Il y a dans le Jura davantage qu’ailleurs une perméabilité entre langue, identité et vigne. Les anciens, lorsqu’ils parlent de leur vin « Ploussard de chez nous », perpétuent un attachement familial, presque tribal au cépage — à l’image des familles de vignerons où l’on ne « discute pas » la coutume. De nombreux domaines (Pierre Overnoy, Domaine de la Borde, domaine Renaud Bruyère, etc.) revendiquent sur leurs cuvées l’orthographe Ploussard pour marquer leur ancrage à Pupillin et Arbois.

  • La fête du Ploussard, organisée chaque année depuis 1991 à Pupillin (Source : commune de Pupillin) : affiche le nom « Ploussard » en lettres de sang violet, célébrant la diversité linguistique et l’esprit frondeur du Jura.
  • Pour les générations récentes : garder « Ploussard », c’est dans une certaine mesure résister à la standardisation, entretenir une part de mystère et d’exotisme local.

Selon le linguiste J.G. Perrenot (« Parlers du Jura », Éditions Sutton, 1999), cette prédilection pour le « Pl » de Ploussard fait partie du substrat franc-comtois, et d’une habitude très ancienne, qui remonterait aux premières immigrations de viticulteurs suisses. Le nom du cépage, alors, n’est pas seulement une étiquette, mais le symbole d’une fidélité au sol et à la mémoire familiale.

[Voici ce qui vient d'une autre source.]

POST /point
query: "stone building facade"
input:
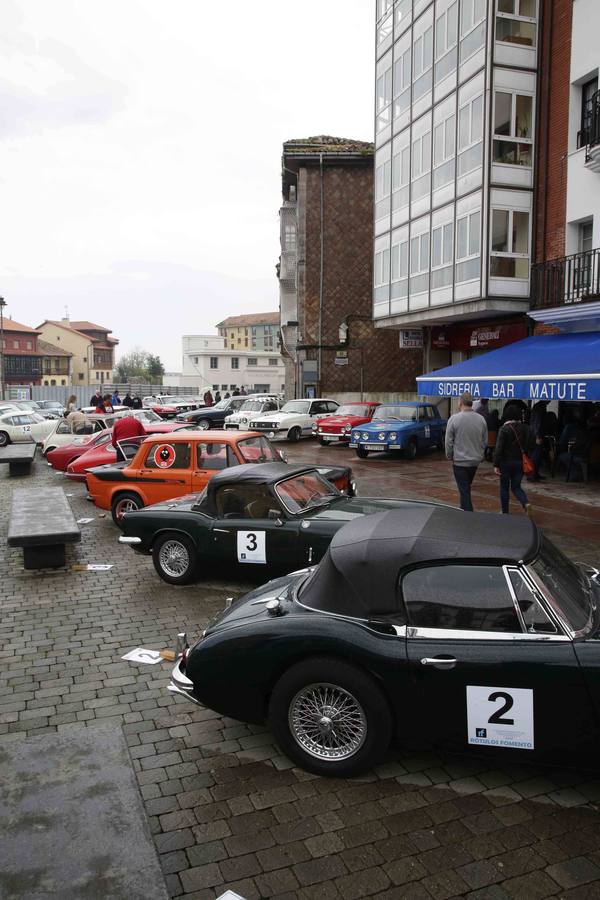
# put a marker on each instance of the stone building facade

Petites histoires autour d’un grand cépage : anecdotes et repères chiffrés

  • Le Ploussard/Poulsard couvre aujourd’hui environ 305 hectares, soit 13% du vignoble jurassien, mais jusqu’à 60% dans la seule appellation Arbois (INAO, 2018).
  • À la fin du XIXe siècle, avant le phylloxéra, près de 2 000 hectares de Poulsard étaient recensés dans le Jura, un chiffre aujourd’hui réduit mais en lente reconquête depuis les années 2000 (source : Vins du Jura, CIVJ).
  • La vente aux enchères la plus ancienne autour du Ploussard se déroule à Arbois depuis 1860 : la « percée du Ploussard », ancêtre de la célèbre Percée du Vin Jaune, où les tonneaux étaient adjugés devant le peuple des villages.

On dit aussi — mais la légende n’est pas vérifiée — que le mot « Ploussard » suscita bon nombre de moqueries lors des foires de Paris au XIXe siècle, les négociants bourguignons n’y comprenant goutte. Qu’importe : le charme de ce mot en « Pl » est resté, comme un clin d’œil aux racines paysannes du Jura.

Au fil des générations : quelle évolution pour la dénomination du Poulsard ?

Les usages évoluent, mais le clivage persiste encore dans la littérature et le discours du quotidien. Avec la reconnaissance plus large des vins du Jura à l’export comme en France, les étiquettes « Ploussard » deviennent un signe de rareté et d’authenticité.

  • Chez les sommeliers et cavistes en France : Le mot Ploussard s’est mué en marqueur de connaisseur. Demande-t-on un Ploussard, on signe son appartenance à la sphère des amateurs pointus.
  • À l'étranger : Les importateurs privilégient nettement « Poulsard » pour éviter les ambiguïtés, les sonorités jugées « étranges » et la confusion auprès du public international.

Enfin, des vignerons parmi les plus renommés restent attachés au choix lexical, parfois jusque dans la distinction entre leurs différentes parcelles — nulle question ici de marketing, mais d’un hommage à la continuité et une revendication d’indépendance.

Quand le mot lui-même devient goût

Si le Jura chérit ses mots autant que ses terres, c’est qu’un terme comme Ploussard véhicule plus qu’un simple son : c’est tout un imaginaire, et la mémoire de travaux obscurs, de doigts tachés et de repas partagés à même les caves. Et peut-être qu’au fond, cette hésitation linguistique, entre « ou » et « ou », « pl » ou « pou », est la plus belle image du vin jurassien : une identité plurielle, capable de tenir tête à la normalisation, de donner matière à discussion et à rêve, d’écrire, encore, la petite chronique d’un vignoble bien plus grand qu’on ne le croit.